On 17/05/2009, at 12:09 AM, Adam Kocoloski wrote:
So, I think there's still some confusion here. By "open connections" do you mean TCP connections to the source? That number is never higher than 10. ibrowse does pipeline requests on those 10 connections, so there could be as many as 1000 simultaneous HTTP requests. However, those requests complete as soon as the data reaches the ibrowse client process, so in fact the number of outstanding request during replication is usually very small. We're not doing flow control at the TCP socket layer.
OK, I understand that now. That means that a document with > 1000 attachments can't be replicated because ibrowse will never send ibrowse_async_headers for the excess attachments to attachment_loop, which needs to happen for every attachment before any of the data is read by doc_flush_binaries. Which is to say that every document attachment needs to start e.g. receive headers, before any attachment bodies are consumed.
With concurrent replications the maximum number of attachments is reduced, and it's possible to get a deadlock where the ibrowse queue is full but no document has all of it's attachment downloads started.
I'm not sure I understand what part is "not scalable". I agree that ignoring the attachment receivers and their mailboxes when deciding whether to checkpoint is a big problem. I'm testing a fix for that right now. Is there something else you meant by that statement? Best,
I didn't know about the ibrowse pool, so that part is scalable i.e. bounded number of connections and requests. If my comments above are correct, then the current architecture isn't scalable in respect to the number of attachments in the single-replicator case, and a more complicated equation in the multiple-replicator case.

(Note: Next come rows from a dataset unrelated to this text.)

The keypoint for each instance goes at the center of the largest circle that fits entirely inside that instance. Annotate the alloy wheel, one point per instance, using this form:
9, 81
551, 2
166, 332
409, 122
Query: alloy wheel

P.S. One issue in my mind is that we only do the checkpoint test after we receive a document. We could end up in a situation where a document request is sitting in a pipeline behind a huge attachment, and the checkpoint test won't execute until the entire attachment is downloaded into memory. There are ways around this, e.g. using ibrowse:spawn_link_worker_process/2 to bypass the default connection pool for attachment downloads.
Requiring every attachment to be started but not completed seems to me to be a fundamental issue.
In my case, I have some large attachments and unreliable links, so I'm partial to a solution that allows progress even of partial attachments during link failure. We could get this by not delaying the attachments, and buffering them to disk, using range requests on the get for partial downloads. This would solve some problems because it starts with the requirement to always make progress, never redoing work. This seems like it could be done reasonably transparently just by modifying the attachment download code.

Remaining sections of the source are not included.